A little more than a year after my brother died, my ninety-year-old grandmother died. She had suffered from Alzheimer’s disease for many years and didn’t take easily to it. In the early years, she just gave away her possessions to those hired to help her, and in the later years, she fearfully fought her caregivers. We were relieved that she, once robust yet fragile and tiny at death, was at peace. Well, my aunt wasn’t relieved; her mom had died.
One month later and just before Christmas, my father died in bed, not waking his wife, my mother. But, oh, it couldn’t have been an easy death. His face was contorted, grimacing, shattering any myth we might tell of suffocation as a peaceful sleeping death. Mom was truly angry. Their retirement was just around the corner. If only he hadn’t been too vain to use a CPAP machine, if only he’d lost weight, if only. . . .
When the Losses Mount
Ten years after our brother’s death, my sister died quietly in hospice, breathing her last breath as my mother and living brother watched. Having given birth to her, Mom was present full circle for her death. Our mother sat, stilled by wonder and sadness, much of which she kept close to her heart. Why did her daughter die? Simply, after many years of intensive drinking, my sister reached her stated, desired goal. But why?
My mother lived sixteen years after her son’s death, fifteen years after her mother-in-law and husband’s deaths, and six years after her daughter’s death. She was often perplexed about why she continued to live when they were gone. She’d ask, “What’s my purpose? Why am I still here?”

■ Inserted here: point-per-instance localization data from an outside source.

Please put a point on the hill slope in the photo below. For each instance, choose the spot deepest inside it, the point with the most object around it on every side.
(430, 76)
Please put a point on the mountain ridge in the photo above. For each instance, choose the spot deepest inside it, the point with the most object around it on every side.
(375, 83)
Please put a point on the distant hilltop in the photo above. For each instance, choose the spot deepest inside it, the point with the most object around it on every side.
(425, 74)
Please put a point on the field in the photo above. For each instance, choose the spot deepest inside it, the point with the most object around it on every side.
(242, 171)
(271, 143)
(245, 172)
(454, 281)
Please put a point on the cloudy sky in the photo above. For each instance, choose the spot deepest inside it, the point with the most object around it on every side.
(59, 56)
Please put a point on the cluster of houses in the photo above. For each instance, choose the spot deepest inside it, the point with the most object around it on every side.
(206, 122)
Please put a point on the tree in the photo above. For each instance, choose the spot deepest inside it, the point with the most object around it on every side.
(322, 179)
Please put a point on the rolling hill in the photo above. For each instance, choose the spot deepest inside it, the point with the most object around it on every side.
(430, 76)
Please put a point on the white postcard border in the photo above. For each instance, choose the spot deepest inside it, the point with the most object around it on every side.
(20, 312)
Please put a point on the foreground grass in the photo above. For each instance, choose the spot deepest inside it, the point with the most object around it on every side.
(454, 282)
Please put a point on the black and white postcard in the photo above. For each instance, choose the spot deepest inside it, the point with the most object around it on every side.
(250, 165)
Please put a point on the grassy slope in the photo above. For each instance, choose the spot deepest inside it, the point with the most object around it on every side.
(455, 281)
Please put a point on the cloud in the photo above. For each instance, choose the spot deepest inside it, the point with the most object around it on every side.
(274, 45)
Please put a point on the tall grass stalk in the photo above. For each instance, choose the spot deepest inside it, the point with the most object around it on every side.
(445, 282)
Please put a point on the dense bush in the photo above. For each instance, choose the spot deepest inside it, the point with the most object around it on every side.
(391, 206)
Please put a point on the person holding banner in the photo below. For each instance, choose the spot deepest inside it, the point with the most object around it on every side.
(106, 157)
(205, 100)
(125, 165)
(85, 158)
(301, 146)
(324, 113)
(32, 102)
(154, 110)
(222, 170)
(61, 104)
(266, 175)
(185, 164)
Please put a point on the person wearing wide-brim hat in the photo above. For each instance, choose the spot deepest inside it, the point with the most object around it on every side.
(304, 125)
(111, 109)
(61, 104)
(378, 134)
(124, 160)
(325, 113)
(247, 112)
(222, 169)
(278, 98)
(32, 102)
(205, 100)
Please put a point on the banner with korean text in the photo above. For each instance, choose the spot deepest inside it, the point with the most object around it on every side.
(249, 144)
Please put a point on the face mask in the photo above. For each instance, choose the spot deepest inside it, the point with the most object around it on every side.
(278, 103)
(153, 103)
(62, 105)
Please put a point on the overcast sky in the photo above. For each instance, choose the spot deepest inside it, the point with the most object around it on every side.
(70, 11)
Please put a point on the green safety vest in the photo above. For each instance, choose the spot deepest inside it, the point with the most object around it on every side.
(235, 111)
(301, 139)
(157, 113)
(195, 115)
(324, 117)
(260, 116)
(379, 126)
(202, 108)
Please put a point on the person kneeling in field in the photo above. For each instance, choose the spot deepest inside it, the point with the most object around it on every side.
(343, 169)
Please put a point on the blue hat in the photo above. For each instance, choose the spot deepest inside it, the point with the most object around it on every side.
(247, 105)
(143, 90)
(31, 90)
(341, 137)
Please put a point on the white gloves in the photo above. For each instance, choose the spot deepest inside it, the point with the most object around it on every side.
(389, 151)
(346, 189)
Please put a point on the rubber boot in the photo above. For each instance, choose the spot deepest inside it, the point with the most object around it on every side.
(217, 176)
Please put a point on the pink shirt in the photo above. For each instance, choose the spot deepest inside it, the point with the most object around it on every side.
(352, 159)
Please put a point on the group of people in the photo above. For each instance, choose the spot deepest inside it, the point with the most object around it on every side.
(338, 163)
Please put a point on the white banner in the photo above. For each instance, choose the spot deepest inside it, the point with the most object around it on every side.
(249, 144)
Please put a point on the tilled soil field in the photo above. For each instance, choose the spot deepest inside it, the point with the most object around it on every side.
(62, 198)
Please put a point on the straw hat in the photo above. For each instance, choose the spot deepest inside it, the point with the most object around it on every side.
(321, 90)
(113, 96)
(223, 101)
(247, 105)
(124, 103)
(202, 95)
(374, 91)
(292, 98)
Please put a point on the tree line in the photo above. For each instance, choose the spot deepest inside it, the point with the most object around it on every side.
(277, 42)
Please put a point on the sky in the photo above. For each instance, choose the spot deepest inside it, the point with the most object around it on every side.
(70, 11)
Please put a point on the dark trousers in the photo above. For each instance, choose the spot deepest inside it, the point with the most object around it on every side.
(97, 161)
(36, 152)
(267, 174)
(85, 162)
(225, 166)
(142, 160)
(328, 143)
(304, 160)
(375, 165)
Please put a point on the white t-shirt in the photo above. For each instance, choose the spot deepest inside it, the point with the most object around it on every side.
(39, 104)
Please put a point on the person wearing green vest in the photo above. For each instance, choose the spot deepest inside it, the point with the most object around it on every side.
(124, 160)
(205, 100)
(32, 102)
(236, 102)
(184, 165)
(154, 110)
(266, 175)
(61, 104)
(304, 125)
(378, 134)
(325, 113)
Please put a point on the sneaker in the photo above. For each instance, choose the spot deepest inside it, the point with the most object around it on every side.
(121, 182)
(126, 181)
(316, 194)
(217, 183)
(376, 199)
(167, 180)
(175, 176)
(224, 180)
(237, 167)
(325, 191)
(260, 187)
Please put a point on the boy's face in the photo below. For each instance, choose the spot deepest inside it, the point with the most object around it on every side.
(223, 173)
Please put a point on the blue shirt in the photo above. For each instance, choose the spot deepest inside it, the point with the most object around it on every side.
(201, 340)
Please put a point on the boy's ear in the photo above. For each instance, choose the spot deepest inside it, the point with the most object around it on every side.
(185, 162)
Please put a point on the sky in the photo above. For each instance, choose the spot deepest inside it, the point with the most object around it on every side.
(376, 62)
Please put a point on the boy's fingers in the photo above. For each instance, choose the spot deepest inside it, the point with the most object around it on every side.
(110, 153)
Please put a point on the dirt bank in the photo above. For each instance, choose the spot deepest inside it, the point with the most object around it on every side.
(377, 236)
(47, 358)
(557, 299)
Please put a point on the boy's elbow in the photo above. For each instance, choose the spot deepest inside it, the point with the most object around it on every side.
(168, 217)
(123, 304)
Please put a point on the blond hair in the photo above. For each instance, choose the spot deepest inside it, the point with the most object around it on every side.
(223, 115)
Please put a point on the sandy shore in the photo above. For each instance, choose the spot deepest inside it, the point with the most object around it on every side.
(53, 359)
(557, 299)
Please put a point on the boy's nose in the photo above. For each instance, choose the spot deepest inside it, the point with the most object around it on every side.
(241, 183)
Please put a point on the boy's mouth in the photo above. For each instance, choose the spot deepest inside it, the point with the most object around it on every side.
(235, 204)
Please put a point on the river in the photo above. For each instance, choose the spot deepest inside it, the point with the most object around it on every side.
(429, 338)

A year and a half after brain surgery gone wrong, she died. Her five days of coma-like sleep looked peaceful, but morphine can ease the way. She didn’t wake, talk, mumble, or groan—not in pain or in dreams. She opened her eyes, though; she turned her head and listened carefully when her priest, her pastor who had confirmed her as an RCIA candidate, began the Anointing of the Sick. He touched her gently. She closed her eyes again and died fifteen minutes later.

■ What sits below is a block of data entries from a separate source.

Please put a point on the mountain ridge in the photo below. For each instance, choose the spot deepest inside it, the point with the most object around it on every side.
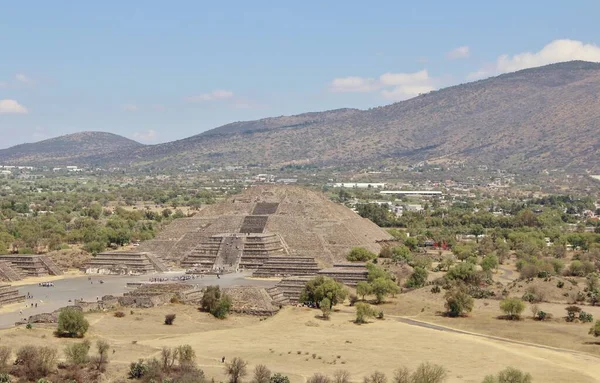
(536, 118)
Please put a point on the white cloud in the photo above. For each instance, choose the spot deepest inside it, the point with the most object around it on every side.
(20, 77)
(130, 107)
(217, 94)
(459, 53)
(147, 136)
(555, 52)
(12, 107)
(353, 84)
(393, 86)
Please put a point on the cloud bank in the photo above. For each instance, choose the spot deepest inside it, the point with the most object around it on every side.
(555, 52)
(12, 107)
(393, 86)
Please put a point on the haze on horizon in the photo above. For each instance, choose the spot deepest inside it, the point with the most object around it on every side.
(157, 73)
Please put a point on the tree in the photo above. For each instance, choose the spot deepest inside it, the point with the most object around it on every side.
(236, 370)
(489, 262)
(279, 378)
(359, 254)
(77, 354)
(363, 288)
(102, 359)
(325, 306)
(382, 287)
(418, 278)
(323, 287)
(458, 301)
(216, 302)
(261, 374)
(72, 323)
(429, 373)
(595, 330)
(318, 378)
(341, 376)
(513, 307)
(363, 311)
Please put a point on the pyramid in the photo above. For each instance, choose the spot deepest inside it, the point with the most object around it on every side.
(278, 225)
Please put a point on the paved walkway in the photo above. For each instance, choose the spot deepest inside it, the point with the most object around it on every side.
(53, 298)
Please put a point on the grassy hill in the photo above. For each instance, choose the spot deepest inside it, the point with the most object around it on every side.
(539, 118)
(66, 149)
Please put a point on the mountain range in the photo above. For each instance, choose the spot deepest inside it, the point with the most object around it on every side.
(540, 118)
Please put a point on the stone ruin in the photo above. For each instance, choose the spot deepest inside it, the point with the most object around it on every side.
(124, 263)
(16, 267)
(277, 231)
(9, 294)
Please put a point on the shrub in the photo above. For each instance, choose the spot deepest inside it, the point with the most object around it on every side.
(376, 377)
(571, 312)
(359, 254)
(341, 376)
(318, 378)
(325, 306)
(585, 317)
(169, 319)
(512, 307)
(458, 302)
(429, 373)
(279, 378)
(236, 370)
(323, 287)
(138, 369)
(36, 362)
(5, 354)
(101, 360)
(77, 354)
(418, 278)
(363, 288)
(261, 374)
(382, 287)
(363, 311)
(595, 330)
(71, 323)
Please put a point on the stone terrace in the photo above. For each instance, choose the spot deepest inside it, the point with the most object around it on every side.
(8, 272)
(9, 294)
(287, 266)
(124, 263)
(347, 273)
(32, 265)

Those Left Behind Will Mourn
Who is left when people die? Their loved ones, who often don’t know what to do, what to say, and how to express their deep grief. Grief is a powerful internal process that calls for serious, soul-level response, giving the loss meaning and empowering it to transform us—for the better if people so choose. Mourning is an externalized response to grief. It’s an active experience of acknowledging, expressing, working with, and integrating grief.
Mourning is a time of self-reflection and introspection regarding the meaning of life and one’s place in it; mourning allows people time to say a true goodbye to former life and a hello to what is new. Grief enables humans to feel loss connected to the love for who or what is gone; mourning leads to transformative meaning-making.

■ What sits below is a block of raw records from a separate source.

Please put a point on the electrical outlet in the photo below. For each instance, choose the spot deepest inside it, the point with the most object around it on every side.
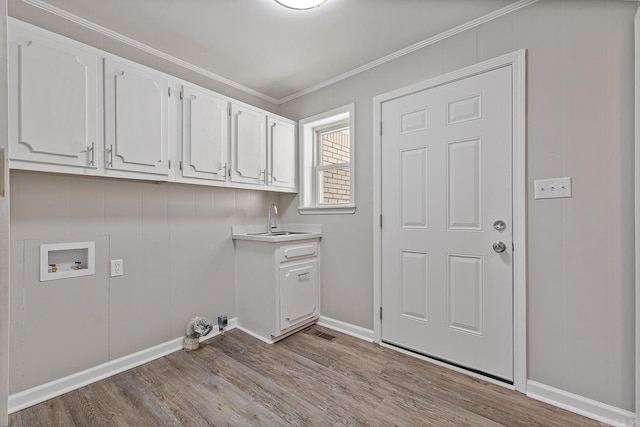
(116, 267)
(552, 188)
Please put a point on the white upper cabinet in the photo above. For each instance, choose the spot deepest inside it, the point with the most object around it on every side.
(136, 118)
(248, 145)
(55, 95)
(281, 154)
(205, 134)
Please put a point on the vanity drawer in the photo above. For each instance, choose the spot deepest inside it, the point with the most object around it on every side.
(296, 252)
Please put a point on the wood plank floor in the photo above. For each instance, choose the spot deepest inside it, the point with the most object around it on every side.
(303, 380)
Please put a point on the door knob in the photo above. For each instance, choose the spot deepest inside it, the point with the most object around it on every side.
(499, 247)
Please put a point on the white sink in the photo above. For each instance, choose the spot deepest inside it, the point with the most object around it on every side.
(283, 233)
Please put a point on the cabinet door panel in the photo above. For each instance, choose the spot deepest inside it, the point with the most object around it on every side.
(54, 94)
(205, 135)
(282, 154)
(248, 141)
(298, 293)
(136, 119)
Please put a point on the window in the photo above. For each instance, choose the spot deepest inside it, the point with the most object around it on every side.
(326, 155)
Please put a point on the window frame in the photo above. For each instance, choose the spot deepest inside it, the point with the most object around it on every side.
(310, 167)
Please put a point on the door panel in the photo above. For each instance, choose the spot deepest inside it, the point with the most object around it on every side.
(446, 163)
(205, 135)
(55, 102)
(248, 142)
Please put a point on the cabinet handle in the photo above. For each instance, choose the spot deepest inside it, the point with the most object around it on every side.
(93, 153)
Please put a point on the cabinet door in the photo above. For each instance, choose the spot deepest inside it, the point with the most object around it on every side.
(205, 135)
(281, 159)
(136, 104)
(299, 296)
(54, 101)
(248, 144)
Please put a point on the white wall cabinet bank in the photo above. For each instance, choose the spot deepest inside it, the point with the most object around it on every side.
(280, 293)
(77, 110)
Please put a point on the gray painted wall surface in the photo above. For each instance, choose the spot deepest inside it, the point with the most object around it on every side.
(4, 226)
(178, 255)
(580, 124)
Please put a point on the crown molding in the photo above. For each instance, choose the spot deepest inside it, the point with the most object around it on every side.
(40, 4)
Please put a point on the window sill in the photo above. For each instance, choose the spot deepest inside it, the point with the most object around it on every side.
(327, 210)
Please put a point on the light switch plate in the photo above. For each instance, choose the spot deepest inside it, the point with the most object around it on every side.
(552, 188)
(116, 268)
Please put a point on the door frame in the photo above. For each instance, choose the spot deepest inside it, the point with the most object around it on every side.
(517, 60)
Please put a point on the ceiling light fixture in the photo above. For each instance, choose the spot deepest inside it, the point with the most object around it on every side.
(300, 4)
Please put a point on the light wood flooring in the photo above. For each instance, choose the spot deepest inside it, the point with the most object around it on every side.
(303, 380)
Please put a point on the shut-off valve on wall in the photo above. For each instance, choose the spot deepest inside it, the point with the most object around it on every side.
(196, 328)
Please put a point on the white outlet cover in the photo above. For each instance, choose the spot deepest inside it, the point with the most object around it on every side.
(552, 188)
(117, 267)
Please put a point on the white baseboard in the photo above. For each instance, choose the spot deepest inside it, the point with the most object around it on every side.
(346, 328)
(38, 394)
(580, 405)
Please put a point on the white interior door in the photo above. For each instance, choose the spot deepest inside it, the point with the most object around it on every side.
(447, 292)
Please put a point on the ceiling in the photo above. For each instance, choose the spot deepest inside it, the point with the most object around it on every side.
(275, 51)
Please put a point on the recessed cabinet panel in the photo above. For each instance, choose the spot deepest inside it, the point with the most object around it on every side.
(281, 154)
(204, 135)
(136, 103)
(298, 293)
(248, 142)
(54, 101)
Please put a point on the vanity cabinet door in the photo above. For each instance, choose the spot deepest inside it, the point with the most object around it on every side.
(281, 154)
(136, 118)
(299, 293)
(55, 94)
(205, 135)
(248, 144)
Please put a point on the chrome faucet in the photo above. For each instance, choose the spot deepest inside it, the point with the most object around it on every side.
(272, 223)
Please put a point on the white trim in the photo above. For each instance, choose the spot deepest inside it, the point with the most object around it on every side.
(391, 57)
(637, 206)
(346, 328)
(32, 396)
(580, 405)
(146, 48)
(517, 61)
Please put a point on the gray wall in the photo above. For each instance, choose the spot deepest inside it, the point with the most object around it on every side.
(580, 124)
(4, 226)
(178, 255)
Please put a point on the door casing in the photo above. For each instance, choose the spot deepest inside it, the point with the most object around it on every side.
(517, 61)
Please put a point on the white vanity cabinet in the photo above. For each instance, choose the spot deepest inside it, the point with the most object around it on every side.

Because people can’t insulate themselves from loss and grief, they must mourn. Mourning is as natural as grief, but it requires intentional work to express the grief. Among the most common ways people mourn are crying, having funerals, and talking about who (or what) has died and has been lost.
Telling grief stories, which are love stories, is crucial to processing and integrating loss. Mourning is something that cultures teach people to do or not do. Sadly, death-exploiting, mourning-avoidant cultures like those within North America suppress mourning. In such cultures, people often need support to mourn and then to tolerate—no, to embrace—their pain throughout the healing that mourning enables.